未解決のリンカー エラーが発生した場合は、ヘルパー関数が格納される delayimp.lib で dumpbin /linkermember:1 を実行して、どちらのヘルパー関数が代わりに定義されているのかを確認します。ヘルパー関数は、オブジェクト ファイルで定義されている場合もあります。その場合は、dumpbin /symbols を実行して delayLoadHelper(2) を探します。

Visual C++ 6.0 のリンカーを使用していることがわかっている場合は、次の操作を行います。

  • 遅延読み込みヘルパーの .lib ファイルまたは .obj ファイルで dumpbin を実行して、__delayLoadHelper2 が定義されているかどうかを確認します。定義されていない場合、リンクは失敗します。

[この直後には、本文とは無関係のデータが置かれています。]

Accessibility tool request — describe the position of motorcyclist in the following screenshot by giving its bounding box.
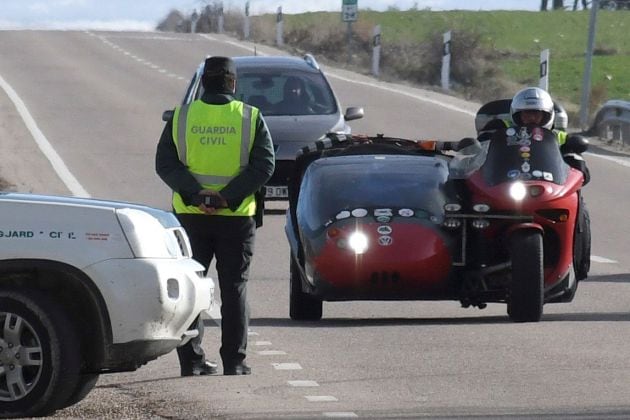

  • 遅延読み込みヘルパーの .lib ファイルまたは .obj ファイルで __delayLoadHelper を定義します。

ユーザー定義のヘルパー関数

独自のヘルパー関数を定義していて、現在のバージョンの Visual C++ を使用する場合は、次の操作を行います。

  • ヘルパー関数の名前を __delayLoadHelper2 に変更します。

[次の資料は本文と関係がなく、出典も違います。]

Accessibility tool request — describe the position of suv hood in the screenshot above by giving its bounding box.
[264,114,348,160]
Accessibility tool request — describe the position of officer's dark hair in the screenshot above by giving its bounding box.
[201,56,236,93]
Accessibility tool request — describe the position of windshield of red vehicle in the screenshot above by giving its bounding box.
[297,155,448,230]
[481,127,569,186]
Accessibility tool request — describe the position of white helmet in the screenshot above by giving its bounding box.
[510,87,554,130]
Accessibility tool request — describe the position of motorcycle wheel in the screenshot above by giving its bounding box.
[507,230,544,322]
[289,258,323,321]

  • 遅延記述子 (delayimp.h 内の ImgDelayDescr) のポインターが、32 ビットのプログラムと 64 ビットのプログラムの両方で適切に機能するように、絶対アドレス (VA) から相対アドレス (RVA) に変更されています。このため、それらのアドレスをポインターに変換し直す必要があります。新しい関数として、PFromRva (delayhlp.cpp 内) が導入されています。記述子の各フィールドでこの関数を使用すると、32 ビットのポインターまたは 64 ビットのポインターに変換し直すことができます。既定の遅延読み込みヘルパー関数は、従来と同じようにテンプレートとして利用できます。

遅延読み込みされた DLL に対するすべてのインポートの読み込み

リンカーは、遅延読み込みをするように指定した DLL から、すべてのインポートを読み込むことができます。詳細については、「遅延読み込みされた DLL に対するすべてのインポートの読み込み」を参照してください。